I. PENDAHULUAN
1.1. Latar Belakang
Kedelai
(Glycine max (L.) Merrill) merupakan
komoditi pangan utama setelah padi dan jagung, tergolong tanaman
kacang-kacangan sebagai sumber protein, lemak, serta vitamin. Setiap 100 gram
biji kedelai rata-rata mengandung 330 kalori, 35% protein, 18% lemak, 35%
karbohidrat, 10% air, serta beberapa mineral seperti Ca, Fe, vitamin A, dan
vitamin B1 (Pato dan Yusuf, 2002). Biji kedelai, selain sebagai bahan makanan
juga merupakan bahan dasar untuk industri pangan, sedangkan batang dan daunnya
juga dapat bermanfaat sebagai pakan ternak, pupuk hijau dan akar-akar yang
tertinggal di dalam tanah maupun daun yang rontok dapat memperbaiki kesuburan
tanah (Suprapto,1995).
Kedelai
mempunyai prospek untuk dikembangkan di Riau, hal ini dapat dilihat dengan
meningkatnya produksi kedelai dari tahun ke tahun. Pada tahun 2011 produksi kedelai sebesar 7.350 ton
biji kering atau naik sebesar 36.08% dibandingkan dengan tahun sebelumnya yaitu
5.830 ton biji kering (Badan Pusat Statistik, 2012). Produksi kedelai di Riau
masih tergolong rendah disebabkan pandangan petani yang menganggap kedelai
sebagai tanaman sampingan sehingga rendahnya penerapan teknologi budidaya
kedelai dan bergesernya lahan pertanian menjadi pemukiman dan perindustrian.

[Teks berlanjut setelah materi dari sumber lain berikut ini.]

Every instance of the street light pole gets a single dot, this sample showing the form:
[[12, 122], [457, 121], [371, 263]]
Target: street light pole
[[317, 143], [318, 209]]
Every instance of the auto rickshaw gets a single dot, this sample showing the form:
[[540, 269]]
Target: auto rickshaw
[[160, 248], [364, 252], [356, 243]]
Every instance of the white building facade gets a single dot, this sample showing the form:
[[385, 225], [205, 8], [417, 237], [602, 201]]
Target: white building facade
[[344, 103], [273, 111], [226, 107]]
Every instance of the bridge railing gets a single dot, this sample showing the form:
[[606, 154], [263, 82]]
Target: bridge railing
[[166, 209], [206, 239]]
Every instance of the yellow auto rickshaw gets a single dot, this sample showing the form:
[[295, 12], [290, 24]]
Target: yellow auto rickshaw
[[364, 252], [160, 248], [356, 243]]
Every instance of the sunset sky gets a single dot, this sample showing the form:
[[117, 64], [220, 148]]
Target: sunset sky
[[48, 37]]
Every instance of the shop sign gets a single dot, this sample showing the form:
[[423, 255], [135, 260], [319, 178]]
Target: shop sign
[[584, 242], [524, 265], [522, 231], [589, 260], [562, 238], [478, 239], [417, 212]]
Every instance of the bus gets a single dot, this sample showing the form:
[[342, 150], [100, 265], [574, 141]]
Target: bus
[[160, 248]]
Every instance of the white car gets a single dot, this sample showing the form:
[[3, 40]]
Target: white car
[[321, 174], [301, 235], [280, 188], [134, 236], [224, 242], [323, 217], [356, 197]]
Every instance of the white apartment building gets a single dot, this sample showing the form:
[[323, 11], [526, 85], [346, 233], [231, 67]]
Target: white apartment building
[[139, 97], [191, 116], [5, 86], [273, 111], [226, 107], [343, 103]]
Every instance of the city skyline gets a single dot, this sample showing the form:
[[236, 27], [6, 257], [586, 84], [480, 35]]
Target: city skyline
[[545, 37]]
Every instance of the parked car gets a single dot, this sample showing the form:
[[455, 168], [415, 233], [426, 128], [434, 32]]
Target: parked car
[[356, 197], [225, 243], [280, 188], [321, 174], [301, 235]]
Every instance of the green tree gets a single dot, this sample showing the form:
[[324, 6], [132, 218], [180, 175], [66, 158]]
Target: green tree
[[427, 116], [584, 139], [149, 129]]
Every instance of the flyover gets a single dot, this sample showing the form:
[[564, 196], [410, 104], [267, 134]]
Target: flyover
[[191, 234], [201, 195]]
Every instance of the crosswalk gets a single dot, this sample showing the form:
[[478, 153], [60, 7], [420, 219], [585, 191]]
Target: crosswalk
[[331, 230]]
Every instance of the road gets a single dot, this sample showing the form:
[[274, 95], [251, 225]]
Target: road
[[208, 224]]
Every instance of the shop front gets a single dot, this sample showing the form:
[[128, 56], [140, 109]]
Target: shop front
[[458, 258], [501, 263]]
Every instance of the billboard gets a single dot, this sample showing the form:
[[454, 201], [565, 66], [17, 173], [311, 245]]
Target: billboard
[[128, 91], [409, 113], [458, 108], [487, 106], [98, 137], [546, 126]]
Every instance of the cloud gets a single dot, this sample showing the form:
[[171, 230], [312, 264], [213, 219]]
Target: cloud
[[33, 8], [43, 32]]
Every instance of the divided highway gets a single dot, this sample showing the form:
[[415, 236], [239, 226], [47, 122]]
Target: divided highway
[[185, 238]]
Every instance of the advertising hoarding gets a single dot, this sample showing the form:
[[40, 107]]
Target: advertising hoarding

Berdasarkan data di atas maka produksi kedelai perlu ditingkatkan untuk
memenuhi kebutuhan masyarakat.
Semakin sempitnya lahan pertanaman yang
ideal bagi pertumbuhan tanaman, menjadi kendala tersendiri. Hal tersebut
terjadi karena banyaknya lahan pertanian yang dijadikan areal pemukiman,
sehingga lahan yang tersedia adalah lahan marginal, salah satunya adalah lahan
gambut (Gemayel, 2008).
Nerty et al. (2008) menyebutkan
bahwa salah satu cara untuk memperbaiki kesuburan tanah dan meningkatkan
produktivitas lahan adalah dengan melakukan pemupukan. Untuk mendapatkan
efisiensi pemupukan yang optimal, pupuk harus diberikan dalam jumlah yang
mencukupi kebutuhan tanaman dan sesuai dengan jenis tanah. Kalium merupakan salah
satu unsur hara makro yang menentukan hasil dan kualitas hasil tanaman kedelai.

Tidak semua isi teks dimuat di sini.